By Felix Light
KORNIDZOR, Armenia (Reuters) - Nearly 50 people, mostly children, scrambled from the back of a large truck in this Armenian border village on Tuesday after two days on the road, part of a mass exodus of Armenians fleeing Azerbaijani forces in their native region of Nagorno-Karabakh.
"It rained all night, there was no shelter.
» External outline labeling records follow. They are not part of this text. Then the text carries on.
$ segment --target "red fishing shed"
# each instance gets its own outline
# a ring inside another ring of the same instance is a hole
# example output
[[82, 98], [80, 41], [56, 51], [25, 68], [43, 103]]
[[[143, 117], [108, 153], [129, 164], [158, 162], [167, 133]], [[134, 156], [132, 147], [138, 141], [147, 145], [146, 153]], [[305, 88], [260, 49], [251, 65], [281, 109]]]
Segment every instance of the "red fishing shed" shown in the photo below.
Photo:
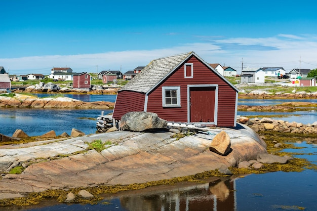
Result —
[[154, 60], [118, 91], [112, 117], [154, 112], [169, 121], [236, 125], [238, 90], [194, 52]]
The nice driver took some of the children into his cabin to give at least some of them shelter," said Maktar Talakyan, 54, who was travelling with her daughter Anna and her three grandchildren.
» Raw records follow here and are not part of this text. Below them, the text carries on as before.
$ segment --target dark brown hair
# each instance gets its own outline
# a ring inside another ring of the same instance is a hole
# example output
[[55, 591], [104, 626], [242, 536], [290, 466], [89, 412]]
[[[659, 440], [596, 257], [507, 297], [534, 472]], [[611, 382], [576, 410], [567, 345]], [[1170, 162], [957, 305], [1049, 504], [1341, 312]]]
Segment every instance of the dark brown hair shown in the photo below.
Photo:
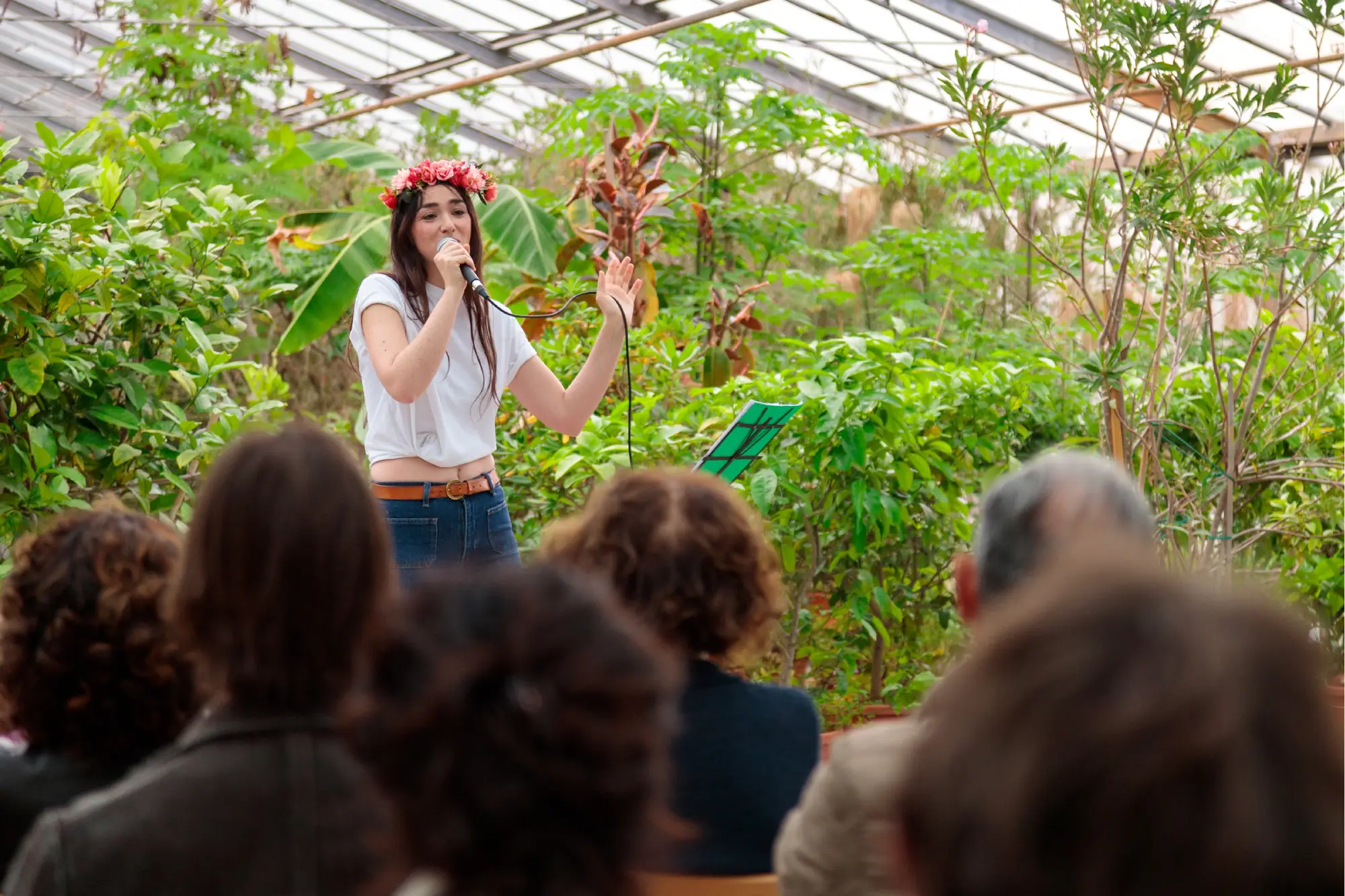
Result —
[[605, 578], [685, 654], [756, 647], [780, 618], [780, 565], [761, 519], [702, 472], [642, 470], [603, 483], [547, 530], [542, 553]]
[[987, 613], [898, 803], [921, 896], [1340, 893], [1345, 774], [1307, 632], [1143, 557]]
[[58, 517], [22, 539], [0, 585], [0, 724], [35, 751], [128, 766], [195, 709], [160, 599], [178, 533], [121, 509]]
[[398, 821], [393, 865], [455, 896], [633, 896], [679, 685], [663, 651], [545, 564], [422, 581], [343, 713]]
[[391, 583], [387, 523], [354, 456], [296, 422], [210, 468], [172, 611], [210, 697], [319, 712], [348, 689]]
[[[472, 256], [472, 264], [476, 265], [477, 276], [484, 277], [486, 258], [482, 249], [482, 225], [476, 218], [476, 206], [472, 203], [471, 194], [448, 183], [434, 186], [448, 187], [467, 206], [467, 217], [472, 219], [471, 245], [468, 245], [467, 250]], [[416, 226], [416, 215], [420, 213], [424, 198], [424, 190], [404, 190], [397, 196], [397, 207], [393, 209], [393, 221], [389, 227], [391, 235], [389, 238], [387, 253], [393, 265], [393, 270], [387, 276], [397, 283], [402, 295], [406, 296], [406, 304], [410, 307], [412, 313], [416, 315], [416, 319], [422, 326], [429, 318], [429, 295], [425, 292], [425, 284], [428, 283], [426, 261], [416, 248], [412, 230]], [[480, 367], [486, 377], [482, 397], [490, 394], [498, 400], [500, 391], [498, 371], [495, 370], [495, 339], [491, 336], [490, 303], [477, 296], [471, 287], [464, 287], [463, 308], [467, 309], [467, 322], [471, 327], [472, 355], [476, 358], [476, 366]]]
Anna's husband, a demobilised soldier who had fought for the now defeated separatist forces of the self-proclaimed Republic of Artsakh, remains in Karabakh, Talakyan said.
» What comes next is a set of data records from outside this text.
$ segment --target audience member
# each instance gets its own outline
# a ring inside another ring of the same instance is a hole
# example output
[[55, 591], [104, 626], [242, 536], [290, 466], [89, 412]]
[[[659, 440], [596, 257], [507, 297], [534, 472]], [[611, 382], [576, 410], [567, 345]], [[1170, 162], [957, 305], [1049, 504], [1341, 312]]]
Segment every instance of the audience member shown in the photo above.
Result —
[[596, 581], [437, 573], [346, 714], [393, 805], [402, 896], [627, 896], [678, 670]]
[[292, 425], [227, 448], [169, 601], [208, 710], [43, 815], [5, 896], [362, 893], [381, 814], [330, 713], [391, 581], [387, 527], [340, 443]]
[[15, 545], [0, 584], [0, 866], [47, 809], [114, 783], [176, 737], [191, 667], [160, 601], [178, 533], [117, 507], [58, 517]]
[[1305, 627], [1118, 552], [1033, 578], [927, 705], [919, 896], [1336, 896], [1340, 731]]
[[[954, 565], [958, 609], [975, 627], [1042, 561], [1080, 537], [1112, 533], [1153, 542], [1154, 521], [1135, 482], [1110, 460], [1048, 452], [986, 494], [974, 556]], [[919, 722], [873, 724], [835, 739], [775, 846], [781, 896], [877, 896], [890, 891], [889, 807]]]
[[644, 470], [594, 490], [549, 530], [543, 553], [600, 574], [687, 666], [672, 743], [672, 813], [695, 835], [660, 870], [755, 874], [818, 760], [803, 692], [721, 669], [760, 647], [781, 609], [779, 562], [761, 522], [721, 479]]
The 48 people and their driver were from the village of Aterk, some 170 km (105 miles) away in Karabakh, the region of Azerbaijan populated mainly by ethnic Armenians which Baku's forces retook last week in a lightning offensive that has prompted thousands to flee, provoking a major humanitarian crisis for Armenia.
At least one of the children had Down's syndrome and others seemed to be have disabilities.
Like several other Armenians Reuters has spoken to in the past few days, Talakyan's family members have become refugees for the second time in just three years, having had to flee an earlier Azerbaijani offensive in 2020 when Baku also retook some territory in Karabakh.
Talakyan said her group, which also included some women and about half a dozen elderly men, had begun their journey last week, travelling to the capital of Karabakh, known to Armenians as Stepanakert and to Azerbaijanis as Khankendi.
"There was no bombing, we just decided to get out," she said, as the villagers waited by the roadside near a reception centre run by the International Committee of the Red Cross.
They lived in a hotel basement for a week, as fighting raged between Azerbaijani and separatist Karabakh forces, but were able to leave Stepanakert two days ago, when the Lachin corridor linking their region to Armenia reopened.
Theirs was one of many such large trucks rolling into Kornidzor all through Tuesday.
Talakyan said Azerbaijanis had taunted them as they fled, saying 'you couldn't save Artsakh, you're alone, helpless'. Reuters could not independently verify her account.